Target identification and validation is crucial during the process of drug research and development (R＆D). Besides the disease relevance, successful drug targets generally have some common features different from other non-target proteins. Systematic summary of the features of successful drug targets and further computationally predicting whether a protein is proper to be used as a drug target (i.e. target prediction) based on these features will greatly improve efficiency and success rate of target selection.
Owing to the development history of the pharmaceutical industry, previous target prediction studies focused on traditional, dominant small-molecules drugs or drugs irrespective of drug types. Actually target properties of different types of drugs are significantly different (which is realized by several studies [J Drug Target. 2009, 17(7):524-32; Nat Biotechnol. 2012, 30(4):317-20; Genome Med. 2014, 6(7):57] and also proved by our systematic analyses and comparison of targets of different types of drugs (See our future paper)), and thus it is necessary to do the target prediction respectively for different types of drugs. So far the community lacks a target prediction method and tool specially for protein and peptide drugs, which after decades of development have grown into major drug class of the marketplace and are keeping rapid development.
POPPIT (Predictor Of Protein, PeptIde, small-molecule drugs’ therapeutic Targets) is the first web server used for genome-wide target prediction specially for different drug types (including protein, peptide and small-molecule drugs) based on their respective features, and meanwhile provides lots of related annotations (including >60 data fields) for the potential targets and their relevance to various diseases (which is achieved by Disease relevance analysis of POPPIT), aiming to improve efficiency and success rate of target selection for different types of drugs.
1) Target prediction respectively for protein, peptide and small-molecule drugs
2) To provide abundant annotations for potential targets, providing clues for deep functional validation of candidate targets
3) Disease relevance analysis of candidate targets.

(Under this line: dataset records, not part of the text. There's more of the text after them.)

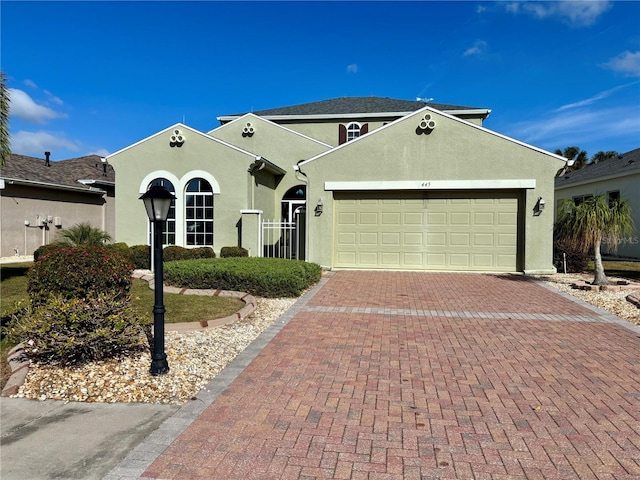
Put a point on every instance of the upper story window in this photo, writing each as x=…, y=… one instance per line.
x=199, y=213
x=581, y=198
x=613, y=196
x=169, y=228
x=351, y=131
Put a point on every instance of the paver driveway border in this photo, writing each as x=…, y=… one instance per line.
x=142, y=457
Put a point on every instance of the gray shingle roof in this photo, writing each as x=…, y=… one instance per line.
x=64, y=173
x=346, y=105
x=626, y=163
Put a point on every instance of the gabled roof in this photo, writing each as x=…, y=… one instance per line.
x=357, y=106
x=76, y=173
x=364, y=138
x=625, y=164
x=246, y=116
x=190, y=130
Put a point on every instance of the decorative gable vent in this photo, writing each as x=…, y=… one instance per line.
x=427, y=123
x=248, y=130
x=177, y=138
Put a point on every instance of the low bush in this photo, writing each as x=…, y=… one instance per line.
x=227, y=252
x=73, y=331
x=46, y=249
x=203, y=252
x=265, y=277
x=76, y=272
x=121, y=248
x=140, y=256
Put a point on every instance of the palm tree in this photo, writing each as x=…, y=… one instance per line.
x=84, y=234
x=5, y=149
x=585, y=225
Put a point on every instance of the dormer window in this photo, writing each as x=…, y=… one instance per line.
x=351, y=131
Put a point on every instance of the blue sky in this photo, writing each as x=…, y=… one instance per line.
x=95, y=77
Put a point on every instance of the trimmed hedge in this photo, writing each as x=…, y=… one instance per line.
x=228, y=252
x=76, y=272
x=264, y=277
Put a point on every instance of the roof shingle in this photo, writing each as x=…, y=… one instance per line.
x=62, y=173
x=623, y=164
x=347, y=105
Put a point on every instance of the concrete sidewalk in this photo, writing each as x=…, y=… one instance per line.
x=54, y=439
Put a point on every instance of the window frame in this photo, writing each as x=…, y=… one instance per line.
x=199, y=214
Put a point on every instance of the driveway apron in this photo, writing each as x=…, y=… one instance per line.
x=389, y=375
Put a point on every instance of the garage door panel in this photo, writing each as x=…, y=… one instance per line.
x=346, y=238
x=427, y=230
x=368, y=238
x=391, y=218
x=392, y=239
x=412, y=239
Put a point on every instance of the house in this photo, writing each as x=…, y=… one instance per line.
x=373, y=183
x=618, y=178
x=39, y=197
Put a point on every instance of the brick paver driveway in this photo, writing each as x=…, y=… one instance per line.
x=385, y=375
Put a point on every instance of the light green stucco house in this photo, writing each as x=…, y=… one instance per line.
x=381, y=184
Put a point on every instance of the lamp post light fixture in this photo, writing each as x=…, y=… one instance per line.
x=157, y=201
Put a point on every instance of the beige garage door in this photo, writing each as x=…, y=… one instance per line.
x=470, y=231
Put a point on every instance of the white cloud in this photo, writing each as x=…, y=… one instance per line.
x=577, y=13
x=52, y=98
x=479, y=47
x=627, y=63
x=577, y=127
x=25, y=108
x=35, y=143
x=591, y=100
x=102, y=152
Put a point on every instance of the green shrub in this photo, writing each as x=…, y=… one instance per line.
x=73, y=331
x=203, y=252
x=46, y=249
x=121, y=248
x=76, y=272
x=265, y=277
x=141, y=256
x=227, y=252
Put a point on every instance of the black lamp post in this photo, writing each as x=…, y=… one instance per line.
x=157, y=201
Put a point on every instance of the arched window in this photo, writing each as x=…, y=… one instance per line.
x=169, y=229
x=292, y=200
x=199, y=213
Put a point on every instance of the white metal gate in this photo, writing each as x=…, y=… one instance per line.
x=284, y=239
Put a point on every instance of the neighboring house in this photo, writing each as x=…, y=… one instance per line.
x=618, y=178
x=390, y=184
x=39, y=197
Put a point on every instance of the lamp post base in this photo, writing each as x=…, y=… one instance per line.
x=159, y=366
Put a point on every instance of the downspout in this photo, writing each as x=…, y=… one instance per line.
x=299, y=175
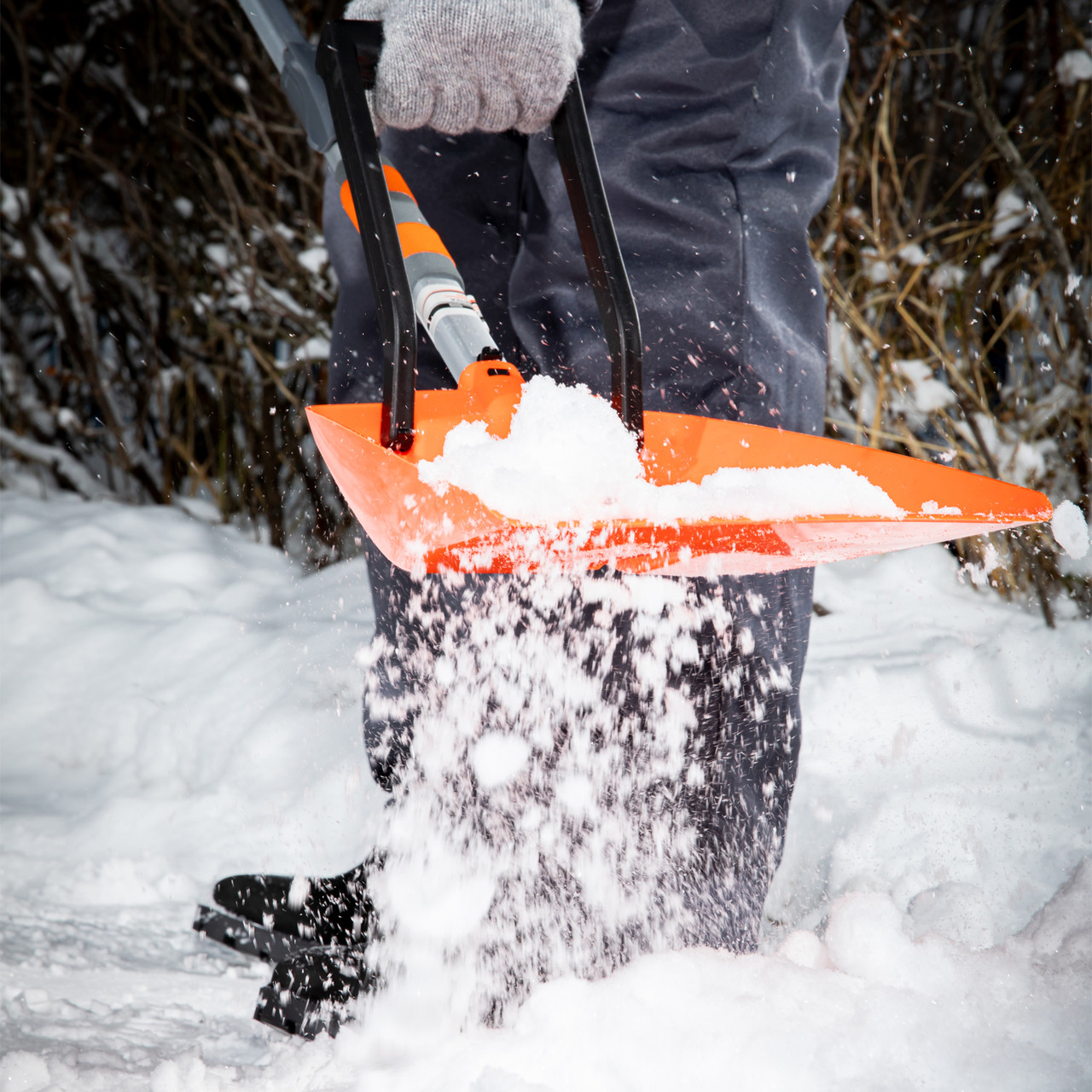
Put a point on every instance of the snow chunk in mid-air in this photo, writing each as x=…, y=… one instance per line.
x=1071, y=531
x=569, y=457
x=1073, y=67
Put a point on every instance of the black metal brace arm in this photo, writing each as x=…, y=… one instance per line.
x=348, y=51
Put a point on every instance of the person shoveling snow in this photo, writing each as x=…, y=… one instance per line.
x=589, y=767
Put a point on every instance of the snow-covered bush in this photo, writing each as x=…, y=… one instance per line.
x=166, y=296
x=956, y=250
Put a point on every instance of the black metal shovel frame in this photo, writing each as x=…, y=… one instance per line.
x=348, y=53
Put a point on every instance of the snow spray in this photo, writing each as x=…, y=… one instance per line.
x=541, y=823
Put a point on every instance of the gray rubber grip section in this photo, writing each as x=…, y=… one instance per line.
x=405, y=210
x=428, y=264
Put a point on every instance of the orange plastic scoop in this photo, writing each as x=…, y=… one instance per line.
x=374, y=450
x=414, y=526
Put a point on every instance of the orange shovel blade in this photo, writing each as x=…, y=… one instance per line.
x=416, y=527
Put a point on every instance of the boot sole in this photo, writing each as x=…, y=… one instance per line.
x=247, y=937
x=297, y=1016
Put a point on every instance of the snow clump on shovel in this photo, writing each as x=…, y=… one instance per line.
x=569, y=457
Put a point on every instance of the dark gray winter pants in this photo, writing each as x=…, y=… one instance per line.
x=716, y=124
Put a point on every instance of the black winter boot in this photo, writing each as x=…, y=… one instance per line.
x=266, y=916
x=315, y=990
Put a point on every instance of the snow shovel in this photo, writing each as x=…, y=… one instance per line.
x=373, y=450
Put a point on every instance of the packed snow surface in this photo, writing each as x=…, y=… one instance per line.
x=1069, y=529
x=180, y=703
x=569, y=457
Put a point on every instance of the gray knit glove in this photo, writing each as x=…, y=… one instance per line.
x=462, y=65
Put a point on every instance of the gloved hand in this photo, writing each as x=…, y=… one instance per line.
x=462, y=65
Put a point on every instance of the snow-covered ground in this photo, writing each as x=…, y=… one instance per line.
x=179, y=703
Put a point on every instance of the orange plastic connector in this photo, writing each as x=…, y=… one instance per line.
x=416, y=526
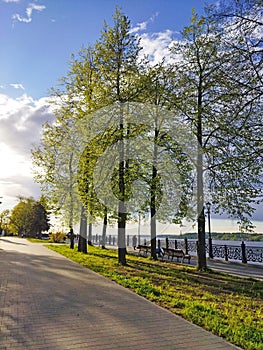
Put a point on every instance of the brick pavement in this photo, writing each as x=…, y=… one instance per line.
x=49, y=302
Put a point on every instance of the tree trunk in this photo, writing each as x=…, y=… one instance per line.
x=153, y=213
x=201, y=253
x=104, y=229
x=121, y=207
x=82, y=244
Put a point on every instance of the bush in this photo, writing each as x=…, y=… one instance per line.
x=57, y=237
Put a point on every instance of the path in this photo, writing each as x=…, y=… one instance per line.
x=49, y=302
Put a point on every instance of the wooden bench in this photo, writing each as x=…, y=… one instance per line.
x=176, y=253
x=145, y=249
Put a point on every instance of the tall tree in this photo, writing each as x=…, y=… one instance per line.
x=117, y=61
x=217, y=111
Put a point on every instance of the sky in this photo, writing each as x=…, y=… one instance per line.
x=37, y=38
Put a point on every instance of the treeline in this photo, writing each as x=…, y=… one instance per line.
x=29, y=218
x=133, y=139
x=227, y=236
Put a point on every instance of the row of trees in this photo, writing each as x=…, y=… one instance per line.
x=28, y=218
x=160, y=140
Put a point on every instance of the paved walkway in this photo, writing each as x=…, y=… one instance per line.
x=49, y=302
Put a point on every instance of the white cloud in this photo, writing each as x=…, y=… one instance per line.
x=157, y=45
x=29, y=11
x=143, y=25
x=21, y=121
x=17, y=86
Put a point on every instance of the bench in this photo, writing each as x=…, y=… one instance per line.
x=144, y=248
x=176, y=253
x=147, y=249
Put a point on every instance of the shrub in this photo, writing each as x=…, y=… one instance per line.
x=57, y=237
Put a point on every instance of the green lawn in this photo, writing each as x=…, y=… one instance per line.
x=227, y=306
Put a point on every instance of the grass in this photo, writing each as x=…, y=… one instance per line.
x=227, y=306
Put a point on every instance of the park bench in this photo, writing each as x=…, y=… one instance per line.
x=176, y=253
x=145, y=249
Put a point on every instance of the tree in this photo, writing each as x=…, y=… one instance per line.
x=117, y=61
x=4, y=221
x=29, y=218
x=218, y=111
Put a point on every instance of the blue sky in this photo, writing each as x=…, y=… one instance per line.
x=37, y=38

Please refer to Q10 for more information.
4) Disease2Target: Staring with an interested disease, target prediction of proteins with relevance to the disease. Please refer to Q11 for more information.
POPPIT supports two simple workflows. In the first one, users start from the homepage to firstly predict targets and then can also further check predicted potential targets' associated disease (by Disease relevance analysis function). In the second one, users start with an interested disease from "Disease2Target" page and then do target prediction for proteins with relevance to the disease.
Therapeutic targets are referred to as those proteins (or other biomolecules) through the interaction with which the drug exerts the therapeutic effects, excluding side-effect targets and other binding proteins without pharmacological efficacy.
By our systematic analysis and comparison, we find that they are significantly different between each other at multiple aspects including AA composition and physicochemical properties, structure, evolution, network topology and especially functions etc.. See our future paper for more information.
To establish the target prediction models, first the golden standard positive (GSP) and negative (GSN) datasets were determined respectively for protein, peptide and small-molecule drugs.
The construction of GSP set (i.e. known therapeutic target list of approved protein/peptide/small-molecule drugs):
We collected therapeutic targets of approved drugs (removing withdrawn drugs) from TTD (version: 5.1.02), GtoPdb (downloaded on 03/19/2017), DrugBank (downloaded on 07/26/2015) databases and Ref. [Annu Rev Pharmacol Toxicol. 2014, 54:9-26]. For GtoPdb, we only considered its strictly defined “primary” targets; and for DrugBank, only drug targets with known pharmacological action were used. All targets of “group” type such as a protein complex were excluded. Drug types (protein, peptide and small-molecule drugs) were distinguished based on related annotations provided by corresponding resources or by manual curation, where peptide were separated from proteins on the basis of size, and are arbitrarily defined as molecules containing fewer than 50 amino acids. Ultimately 132, 55 and 634 human therapeutic target proteins uniformly represented by Swiss-Prot accession number (SP AC) respectively for protein, peptide and small-molecule drugs were obtained (This data can be downloaded by Download page of POPPIT).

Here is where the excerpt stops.